The clause states that, in case a third party buys the large stock that previously belonged to one of the main shareholders in the company, minority shareholders have a right to sell their stocks to this third party, under conditions that are equal to those offered to main shareholders.

This is a way out for minority shareholders to avoid having to stay in a society in which the main shareholders have changed and are no longer those they accepted to join the society with.

Kind and composition of the executive board

The executive board makes all the decisions in the company on a daily basis, and it has absolute power. The only limit they have, broadly speaking, are their shareholders, as they are appointed by the meeting of partners and they may also be dismissed by them.

The partners’ agreement should state which executive board the society will have, and who will be appointed to their chairs. Quite frequently, shareholders want to be represented in the executive board, and executive board members in SMEs are usually shareholders, but it needs not be so.

Besides, other aspects should be stated: whether or not a majority system will apply, whether a quality vote will be required, whether some of the decisions will need to be backed up by the executive board as well...

Presence and conditions of the executive board and/or the entrepreneur

In many companies, the success of a project is directly and intimately related to its founder, the entrepreneur. This is something investors know and try to regulate.

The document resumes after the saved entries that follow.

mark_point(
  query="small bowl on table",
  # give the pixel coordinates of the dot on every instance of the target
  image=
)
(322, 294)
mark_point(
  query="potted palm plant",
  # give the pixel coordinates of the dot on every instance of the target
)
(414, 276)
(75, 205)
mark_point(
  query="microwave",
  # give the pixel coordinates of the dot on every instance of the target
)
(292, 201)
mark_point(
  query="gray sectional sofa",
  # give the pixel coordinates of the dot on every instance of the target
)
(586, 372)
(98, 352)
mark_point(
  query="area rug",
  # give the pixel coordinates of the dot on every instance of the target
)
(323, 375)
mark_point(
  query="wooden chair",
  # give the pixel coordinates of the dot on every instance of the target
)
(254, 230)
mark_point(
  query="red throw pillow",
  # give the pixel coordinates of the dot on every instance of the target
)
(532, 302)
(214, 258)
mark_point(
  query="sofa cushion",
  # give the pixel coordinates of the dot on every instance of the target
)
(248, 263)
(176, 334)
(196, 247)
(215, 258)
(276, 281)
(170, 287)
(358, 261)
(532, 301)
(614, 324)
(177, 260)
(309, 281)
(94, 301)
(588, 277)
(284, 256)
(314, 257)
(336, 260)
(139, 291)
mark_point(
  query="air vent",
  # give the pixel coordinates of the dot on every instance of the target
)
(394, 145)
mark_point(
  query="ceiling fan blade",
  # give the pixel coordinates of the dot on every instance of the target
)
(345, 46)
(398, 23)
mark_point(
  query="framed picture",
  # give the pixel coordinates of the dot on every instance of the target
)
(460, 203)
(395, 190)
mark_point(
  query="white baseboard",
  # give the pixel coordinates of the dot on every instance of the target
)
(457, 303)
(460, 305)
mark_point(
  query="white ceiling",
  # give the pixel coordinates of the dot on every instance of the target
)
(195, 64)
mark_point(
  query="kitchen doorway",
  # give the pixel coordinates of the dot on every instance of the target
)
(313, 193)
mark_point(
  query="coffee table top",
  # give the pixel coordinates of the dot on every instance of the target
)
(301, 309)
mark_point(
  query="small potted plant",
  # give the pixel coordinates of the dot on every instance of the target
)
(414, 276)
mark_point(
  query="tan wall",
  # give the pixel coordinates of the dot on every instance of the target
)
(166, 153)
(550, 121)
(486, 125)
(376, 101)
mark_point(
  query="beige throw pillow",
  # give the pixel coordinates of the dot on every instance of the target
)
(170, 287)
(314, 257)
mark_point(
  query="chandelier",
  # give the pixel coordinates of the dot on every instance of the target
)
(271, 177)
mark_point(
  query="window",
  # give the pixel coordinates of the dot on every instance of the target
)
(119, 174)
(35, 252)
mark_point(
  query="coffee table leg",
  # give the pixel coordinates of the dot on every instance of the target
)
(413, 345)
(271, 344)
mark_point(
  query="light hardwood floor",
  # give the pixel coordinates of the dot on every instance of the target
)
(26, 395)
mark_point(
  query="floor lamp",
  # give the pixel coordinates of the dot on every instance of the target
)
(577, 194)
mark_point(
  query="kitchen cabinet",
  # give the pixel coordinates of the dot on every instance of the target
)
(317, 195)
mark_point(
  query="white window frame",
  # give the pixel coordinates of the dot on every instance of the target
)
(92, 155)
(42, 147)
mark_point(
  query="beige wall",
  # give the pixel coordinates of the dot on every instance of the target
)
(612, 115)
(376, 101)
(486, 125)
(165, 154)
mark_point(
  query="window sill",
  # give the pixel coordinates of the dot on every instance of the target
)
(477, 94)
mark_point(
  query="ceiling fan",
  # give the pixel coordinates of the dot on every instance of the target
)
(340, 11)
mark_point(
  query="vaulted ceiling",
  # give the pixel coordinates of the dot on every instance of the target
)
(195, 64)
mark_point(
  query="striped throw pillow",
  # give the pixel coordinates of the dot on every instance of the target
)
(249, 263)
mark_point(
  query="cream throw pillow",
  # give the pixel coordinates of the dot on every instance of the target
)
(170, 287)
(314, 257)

Frequently, a clause is included to state that, even if the entrepreneur can’t be prevented from leaving the company, consequences will be applied if he/she actually leaves. In a similar manner, regarding the permanence of the entrepreneur or several executive managers, work conditions are usually regulated (in a previous and clear manner) in the partners’ agreeement: income, category, duties...

Dozens of other clauses (most of which typically appear in any private legal agreement) may be included besides those stated above.

Other special, tailor-made clauses for a given situation or company may also be taken into account. Should it be the case, read it carefully and, if there is anything you don’t understand, hire a lawyer.

It really pays to know the full consequences of what you sign when your life’s project is at stake!